Bury St Edmunds residents have been having their say about Greene King’s plans for a £40 million new brewery in the town.

Greene King staff, planning and travelling consultants are on Bury market today as part of the public consultation into the plans to build a new brewery on Suffolk Park.

Maureen and Michael Jones, who spent time talking to the consultation team this morning, said they thought the plans were ‘excellent’.

Members of the public were able to meet Greene King staff and consultations on Bury St Edmunds market as part of a public consultation into a £40 million project to build a new brewery on Suffolk Park. Picture: Camille Berriman
Members of the public were able to meet Greene King staff and consultations on Bury St Edmunds market as part of a public consultation into a £40 million project to build a new brewery on Suffolk Park. Picture: Camille Berriman

Maureen said: “We take an interest as we live near there. I’m pleased to see it will all be together (brewery and distribution).

“Greene King is part of our heritage and it is important to keep it going here in Bury.”

Michael said: “My concern is the old building – it is a feature of the town – but the new location will be helpful for distribution as rather than coming in and out of town lorries can go straight from the new site to the A14.”

Beverley Price, who lives on the Moreton Hall estate, said: “My main concern is the volume of traffic. I live near Bedingfeld Way and the number of HGVs using the road is already terrible. That road was never meant to be for that number of large vehicles, so I asked whether the Greene King lorries would be using the other junction of the A14, taking them away from houses.

“I feel quite reassured but will wait to see what happens when it actually opens as I worry drivers will just follow their satnavs. Where we live you can’t open your bedroom windows at night when it’s hot due to the noise… currently it sounds like thunder 24 hours a day from the constant HGVs driving past.”

Jessica Pratt, transport consultant, was on today’s consultation stand and also attended a Moreton Hall resident consultation event last night.

She said HGVs using the estate had been a concern raised by many.

“We are able to say we are going to direct drivers to junction 45 (Rookery crossroads).
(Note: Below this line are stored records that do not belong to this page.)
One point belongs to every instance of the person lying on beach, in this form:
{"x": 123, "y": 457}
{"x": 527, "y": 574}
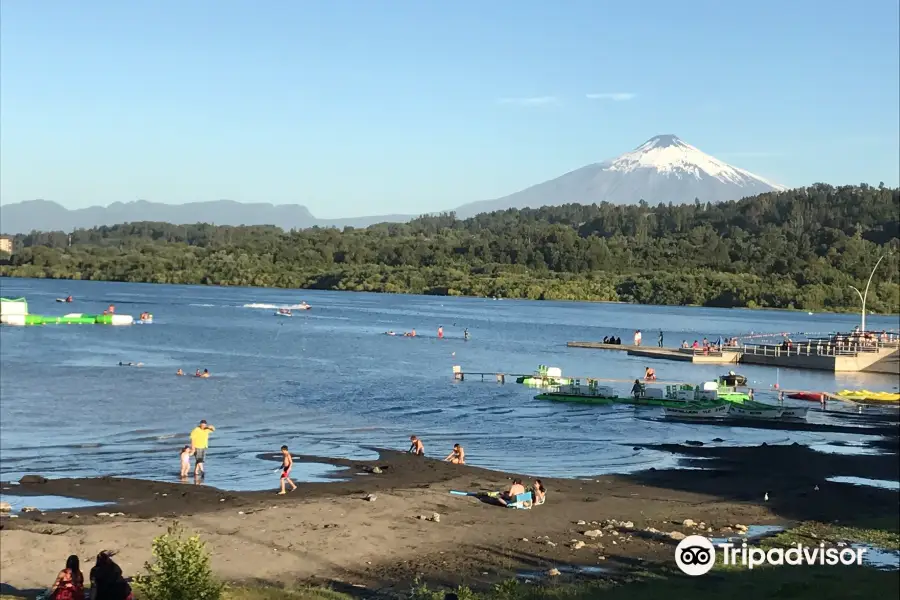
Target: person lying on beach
{"x": 287, "y": 461}
{"x": 107, "y": 582}
{"x": 538, "y": 492}
{"x": 69, "y": 584}
{"x": 510, "y": 495}
{"x": 185, "y": 461}
{"x": 458, "y": 456}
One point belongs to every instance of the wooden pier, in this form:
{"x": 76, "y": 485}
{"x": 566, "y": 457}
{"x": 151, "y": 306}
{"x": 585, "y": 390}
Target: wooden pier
{"x": 813, "y": 354}
{"x": 727, "y": 356}
{"x": 501, "y": 377}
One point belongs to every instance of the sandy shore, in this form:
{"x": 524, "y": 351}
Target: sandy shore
{"x": 330, "y": 532}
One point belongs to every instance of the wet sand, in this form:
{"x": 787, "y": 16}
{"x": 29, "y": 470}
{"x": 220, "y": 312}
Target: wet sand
{"x": 331, "y": 532}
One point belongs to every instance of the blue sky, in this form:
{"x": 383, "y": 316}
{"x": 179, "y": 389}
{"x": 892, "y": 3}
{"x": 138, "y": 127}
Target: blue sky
{"x": 356, "y": 107}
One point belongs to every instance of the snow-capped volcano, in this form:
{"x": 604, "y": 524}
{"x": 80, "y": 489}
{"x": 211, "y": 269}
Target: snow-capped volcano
{"x": 662, "y": 169}
{"x": 670, "y": 155}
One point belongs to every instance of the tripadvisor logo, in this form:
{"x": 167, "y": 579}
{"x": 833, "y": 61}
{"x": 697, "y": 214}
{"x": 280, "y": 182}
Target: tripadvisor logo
{"x": 696, "y": 555}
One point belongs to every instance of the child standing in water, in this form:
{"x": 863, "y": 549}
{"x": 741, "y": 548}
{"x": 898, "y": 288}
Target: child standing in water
{"x": 185, "y": 461}
{"x": 287, "y": 462}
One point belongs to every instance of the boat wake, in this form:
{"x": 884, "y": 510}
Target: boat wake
{"x": 276, "y": 306}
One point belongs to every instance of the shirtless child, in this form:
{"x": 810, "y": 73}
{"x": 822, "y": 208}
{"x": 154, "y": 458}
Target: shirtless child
{"x": 514, "y": 490}
{"x": 458, "y": 456}
{"x": 287, "y": 462}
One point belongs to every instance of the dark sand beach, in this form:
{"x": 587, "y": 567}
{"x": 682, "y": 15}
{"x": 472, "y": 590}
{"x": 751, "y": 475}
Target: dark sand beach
{"x": 330, "y": 532}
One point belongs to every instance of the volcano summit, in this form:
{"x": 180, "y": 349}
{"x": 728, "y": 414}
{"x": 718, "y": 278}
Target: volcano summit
{"x": 662, "y": 169}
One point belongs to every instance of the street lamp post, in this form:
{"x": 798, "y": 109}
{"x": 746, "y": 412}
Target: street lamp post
{"x": 865, "y": 294}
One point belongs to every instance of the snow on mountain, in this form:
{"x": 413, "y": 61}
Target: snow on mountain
{"x": 662, "y": 169}
{"x": 670, "y": 155}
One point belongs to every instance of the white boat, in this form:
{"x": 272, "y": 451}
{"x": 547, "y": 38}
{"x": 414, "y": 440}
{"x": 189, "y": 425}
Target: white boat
{"x": 756, "y": 411}
{"x": 697, "y": 411}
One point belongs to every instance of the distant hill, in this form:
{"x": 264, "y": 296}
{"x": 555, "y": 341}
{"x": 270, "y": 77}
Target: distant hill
{"x": 662, "y": 169}
{"x": 43, "y": 215}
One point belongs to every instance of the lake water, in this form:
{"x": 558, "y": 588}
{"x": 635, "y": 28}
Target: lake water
{"x": 328, "y": 382}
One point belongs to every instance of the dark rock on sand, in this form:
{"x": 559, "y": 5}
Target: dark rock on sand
{"x": 32, "y": 479}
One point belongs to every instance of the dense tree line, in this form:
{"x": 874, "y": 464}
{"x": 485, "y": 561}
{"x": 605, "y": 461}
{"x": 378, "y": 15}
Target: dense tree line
{"x": 801, "y": 248}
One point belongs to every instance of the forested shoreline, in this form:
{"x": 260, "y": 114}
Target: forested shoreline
{"x": 800, "y": 249}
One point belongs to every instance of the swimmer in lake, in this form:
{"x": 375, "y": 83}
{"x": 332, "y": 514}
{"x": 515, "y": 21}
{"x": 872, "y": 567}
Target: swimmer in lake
{"x": 287, "y": 461}
{"x": 457, "y": 456}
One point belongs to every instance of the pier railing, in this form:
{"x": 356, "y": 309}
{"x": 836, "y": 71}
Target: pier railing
{"x": 811, "y": 348}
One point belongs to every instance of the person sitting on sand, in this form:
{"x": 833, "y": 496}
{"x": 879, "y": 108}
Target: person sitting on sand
{"x": 510, "y": 495}
{"x": 287, "y": 461}
{"x": 107, "y": 582}
{"x": 538, "y": 492}
{"x": 69, "y": 584}
{"x": 185, "y": 461}
{"x": 458, "y": 456}
{"x": 637, "y": 390}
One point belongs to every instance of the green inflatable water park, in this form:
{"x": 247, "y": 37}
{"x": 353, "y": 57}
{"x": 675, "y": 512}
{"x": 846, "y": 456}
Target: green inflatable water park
{"x": 14, "y": 311}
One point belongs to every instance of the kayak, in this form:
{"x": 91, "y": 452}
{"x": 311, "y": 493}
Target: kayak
{"x": 808, "y": 396}
{"x": 867, "y": 396}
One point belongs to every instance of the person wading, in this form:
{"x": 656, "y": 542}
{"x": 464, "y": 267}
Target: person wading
{"x": 199, "y": 445}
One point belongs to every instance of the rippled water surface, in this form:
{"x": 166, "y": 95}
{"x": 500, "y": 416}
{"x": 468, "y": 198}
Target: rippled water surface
{"x": 328, "y": 382}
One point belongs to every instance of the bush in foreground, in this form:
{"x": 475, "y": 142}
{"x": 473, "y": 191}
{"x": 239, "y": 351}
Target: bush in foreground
{"x": 180, "y": 570}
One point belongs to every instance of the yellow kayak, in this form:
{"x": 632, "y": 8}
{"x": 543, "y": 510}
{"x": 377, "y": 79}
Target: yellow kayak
{"x": 867, "y": 396}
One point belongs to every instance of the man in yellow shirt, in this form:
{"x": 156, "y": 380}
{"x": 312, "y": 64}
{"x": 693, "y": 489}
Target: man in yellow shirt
{"x": 199, "y": 444}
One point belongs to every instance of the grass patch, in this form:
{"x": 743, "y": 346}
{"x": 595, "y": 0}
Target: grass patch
{"x": 810, "y": 534}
Everyone seemed very relieved to hear drivers would be directed to that junction rather than junction 44 (Sainsbury’s),” she said.

Another Bury resident, who lives near the brewery, said: “So far, what I think is it is very good – it’s good for the town. My main concern was water, but they said the new brewery will use less water so overall: tick, tick, tick.”

Tim Preston, Greene King brewing and distribution director, said the overall reaction had been positive.

“The biggest concern from last night’s event and today has been about transport on to the Moreton Hall estate, in particular around the congestion at the Sainsbury’s A14 junction,” he said.

“We anticipated and recognised this as a point of concern. What we’re able to mandate to our drivers is the route they take, so we’re confident we won’t be adding to the congestion.

“We haven’t had anybody question the decision (to build a new brewery in Bury) at all. Everyone has understood the age of the current brewery and what that means, and understands that we had choices about where we built it and that staying within the town of Bury is only good news for Bury and the local economy.”

Tim said one of the big challenges of moving to a new brewery would be to ensure the beer tasted the same.

“We are certainly not underestimating that,” he said. “We will put a lot of effort into ensuring our customers can’t tell the difference.”

Brewing would continue at the existing Westgate Brewery until the new brewery – which would be located alongside Greene King’s new distribution centre – was complete, in about 2027.

A consultation on the proposals started on Wednesday, when details were published at www.greenekingconsultation.co.uk, with online feedback invited.

In addition to online feedback and today’s public drop-in, a live webinar event will take place tomorrow at 6pm – register to attend through the project website.

The public consultation runs until May 29.